Tuesday, April 15, 2014

Opportunities for Professional Development

Guest Post by Shana Hitt

Below are some exciting professional development activities taking place over the course of the next year. Tell us if you have any questions, comments, or suggestions.

NYLA-Section of School Librarians
Spring Conference
Exploring Excellence in Education
Syracuse-April 24th- April 26th
In collaboration with the NYLA SSL, an annual conference with events, workshops, and keynotes.

AASL@ALA Las Vegas
June 26, 2014-July 1, 2014
The American Association of School Librarians will participate in the Annual ALA conference. More information will be posted as it becomes available.
International Reading Association 59th Annual Conference
May 10, 2014- May 12, 2014
New Orleans
This conference offers quality educational learning, with a variety of professionals who enjoy all things literary.
ISTE (The International Society for Technology in Education)
Atlanta, GA
June 28, 2014-July 1, 2014
This is the premier forum in which to exchange ideas regarding education technology.

Friday, April 11, 2014

April Book Club: The Sequel!

Due to scheduling quirks*, we are having a second book club meeting this April! Join us for delicious snacks, smart conversation, and good company.

Tuesday, April 29 @ 5:45

LREI - Little Red School House & Elisabeth Irwin High School
40 Charlton Street (between 6th and Varick)

What We're Reading:
The Tyrant's Daughter by J.C. Carleson
The Riverman by Aaron Starmer

Join our Goodreads Group!

HVLA Book Club
HVLA Book Club 19 members The official book club of the Hudson Valley Library Association. We read a middle grade and young...
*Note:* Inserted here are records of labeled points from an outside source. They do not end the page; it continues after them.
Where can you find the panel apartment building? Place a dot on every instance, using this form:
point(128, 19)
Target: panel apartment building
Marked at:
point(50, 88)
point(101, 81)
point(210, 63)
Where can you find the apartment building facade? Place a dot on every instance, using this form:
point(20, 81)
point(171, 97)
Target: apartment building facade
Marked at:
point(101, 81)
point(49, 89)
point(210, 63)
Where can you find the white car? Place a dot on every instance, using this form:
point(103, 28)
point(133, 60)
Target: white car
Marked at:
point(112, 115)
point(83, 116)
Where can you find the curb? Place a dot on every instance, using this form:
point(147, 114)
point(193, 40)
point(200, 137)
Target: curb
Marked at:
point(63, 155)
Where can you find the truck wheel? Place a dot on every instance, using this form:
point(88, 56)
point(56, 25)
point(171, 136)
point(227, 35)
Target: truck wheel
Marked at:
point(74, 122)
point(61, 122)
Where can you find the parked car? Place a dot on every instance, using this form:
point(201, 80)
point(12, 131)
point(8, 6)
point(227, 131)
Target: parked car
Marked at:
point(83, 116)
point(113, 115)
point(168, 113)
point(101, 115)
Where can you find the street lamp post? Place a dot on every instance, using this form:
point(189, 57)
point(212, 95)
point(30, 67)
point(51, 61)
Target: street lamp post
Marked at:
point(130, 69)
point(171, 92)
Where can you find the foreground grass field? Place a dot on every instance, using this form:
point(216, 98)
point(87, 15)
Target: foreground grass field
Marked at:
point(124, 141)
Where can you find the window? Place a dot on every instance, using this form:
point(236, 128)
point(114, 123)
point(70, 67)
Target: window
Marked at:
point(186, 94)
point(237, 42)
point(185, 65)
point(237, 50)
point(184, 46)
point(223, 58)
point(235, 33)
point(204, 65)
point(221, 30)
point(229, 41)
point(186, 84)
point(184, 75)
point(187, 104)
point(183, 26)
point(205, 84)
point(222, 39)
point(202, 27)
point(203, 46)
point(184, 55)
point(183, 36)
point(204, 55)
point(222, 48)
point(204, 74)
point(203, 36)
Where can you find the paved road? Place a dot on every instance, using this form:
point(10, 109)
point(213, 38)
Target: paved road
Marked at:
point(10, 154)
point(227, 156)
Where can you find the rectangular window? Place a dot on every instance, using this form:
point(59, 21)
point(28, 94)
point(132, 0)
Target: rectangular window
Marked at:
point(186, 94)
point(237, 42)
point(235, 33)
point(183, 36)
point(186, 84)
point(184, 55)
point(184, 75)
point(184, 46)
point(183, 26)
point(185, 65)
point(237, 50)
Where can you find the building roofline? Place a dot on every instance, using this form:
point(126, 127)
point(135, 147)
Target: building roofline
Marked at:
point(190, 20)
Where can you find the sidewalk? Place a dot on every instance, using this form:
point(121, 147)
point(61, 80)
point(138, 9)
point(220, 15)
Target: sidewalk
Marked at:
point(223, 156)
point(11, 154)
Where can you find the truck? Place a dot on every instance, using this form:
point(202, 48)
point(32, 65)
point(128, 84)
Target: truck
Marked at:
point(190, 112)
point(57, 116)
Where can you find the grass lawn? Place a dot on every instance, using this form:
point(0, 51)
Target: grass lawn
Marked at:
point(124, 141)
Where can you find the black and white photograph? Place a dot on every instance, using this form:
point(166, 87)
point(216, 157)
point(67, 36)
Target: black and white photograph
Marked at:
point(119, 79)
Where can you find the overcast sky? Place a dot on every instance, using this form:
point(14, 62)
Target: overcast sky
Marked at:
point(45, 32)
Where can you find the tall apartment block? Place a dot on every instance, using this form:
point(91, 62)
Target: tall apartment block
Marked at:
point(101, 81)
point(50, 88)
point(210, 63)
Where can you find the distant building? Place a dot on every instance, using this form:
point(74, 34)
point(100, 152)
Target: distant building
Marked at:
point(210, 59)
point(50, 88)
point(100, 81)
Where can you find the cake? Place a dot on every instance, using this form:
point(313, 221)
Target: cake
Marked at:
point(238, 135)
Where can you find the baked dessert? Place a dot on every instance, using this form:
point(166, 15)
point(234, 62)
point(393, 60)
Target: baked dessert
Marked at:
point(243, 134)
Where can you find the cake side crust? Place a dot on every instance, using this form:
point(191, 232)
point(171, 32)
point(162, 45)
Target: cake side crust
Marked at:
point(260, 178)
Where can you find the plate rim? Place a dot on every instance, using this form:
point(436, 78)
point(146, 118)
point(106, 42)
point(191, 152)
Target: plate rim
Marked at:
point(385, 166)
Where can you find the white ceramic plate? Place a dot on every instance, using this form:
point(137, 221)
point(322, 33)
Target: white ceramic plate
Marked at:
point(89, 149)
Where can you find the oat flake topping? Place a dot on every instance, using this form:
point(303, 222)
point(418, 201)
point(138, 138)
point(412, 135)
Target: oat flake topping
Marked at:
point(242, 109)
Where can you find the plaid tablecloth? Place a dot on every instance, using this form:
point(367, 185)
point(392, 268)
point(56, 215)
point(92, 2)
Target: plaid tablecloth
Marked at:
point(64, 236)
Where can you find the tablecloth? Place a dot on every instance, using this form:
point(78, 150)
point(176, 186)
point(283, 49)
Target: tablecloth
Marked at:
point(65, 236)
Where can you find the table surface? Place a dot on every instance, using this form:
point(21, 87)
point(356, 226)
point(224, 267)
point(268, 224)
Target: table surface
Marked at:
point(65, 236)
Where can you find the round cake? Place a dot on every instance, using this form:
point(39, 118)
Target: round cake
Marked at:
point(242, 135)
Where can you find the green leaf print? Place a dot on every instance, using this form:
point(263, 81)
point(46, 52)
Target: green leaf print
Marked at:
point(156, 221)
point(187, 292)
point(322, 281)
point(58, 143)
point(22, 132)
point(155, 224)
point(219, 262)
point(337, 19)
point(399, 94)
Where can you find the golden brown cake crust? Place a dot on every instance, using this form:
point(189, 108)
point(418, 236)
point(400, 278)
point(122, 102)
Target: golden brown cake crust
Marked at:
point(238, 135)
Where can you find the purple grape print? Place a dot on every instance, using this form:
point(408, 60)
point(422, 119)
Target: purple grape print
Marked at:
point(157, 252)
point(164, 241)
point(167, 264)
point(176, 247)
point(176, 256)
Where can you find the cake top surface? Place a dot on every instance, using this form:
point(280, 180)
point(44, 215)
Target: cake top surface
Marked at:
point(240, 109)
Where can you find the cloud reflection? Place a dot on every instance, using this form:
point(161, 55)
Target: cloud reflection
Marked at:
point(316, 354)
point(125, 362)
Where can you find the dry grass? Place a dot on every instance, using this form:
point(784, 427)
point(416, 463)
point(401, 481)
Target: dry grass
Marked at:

Books we're currently reading

View this group on Goodreads »

*It's not such an exciting reason; we tend to meet every 4-5 weeks and ended up bypassing March completely this year.

Tuesday, April 8, 2014

April Literary Events

Spring is here! Enjoy the warmer weather and the following literary events happening around NYC in the coming month. 

For those of you interested in virtual events, Open Education Database has curated sixty-three free live webinars for librarians.

Feel free to share any other events you know about in the comments!

April 8, 7:00 pm @ Barnes & Noble (86th & Lexington)
Ann Brashares, The Here and Now
Author of the NY Times bestselling series, The Sisterhood of the Traveling Pants discusses and signs copies of her new book, The Here and Now.

April 13, 11:00 am @ Bowery Poetry
Downtown Literary Festival

April 13, 1:00 pm @ Dweck Auditorium, Brooklyn Public Library
Brooklyn By the Book: Katherine Boo 
Join us in welcoming Pulitzer Prize winner Katherine Boo for the paperback debut of Behind the Beautiful Forevers: Life, Death, and Hope in a Mumbai Undercity, a hard-hitting and emotionally charged chronicle of children and families struggling to survive in Mumbai’s slums. In conversation with Amy Waldman, author of The Submission.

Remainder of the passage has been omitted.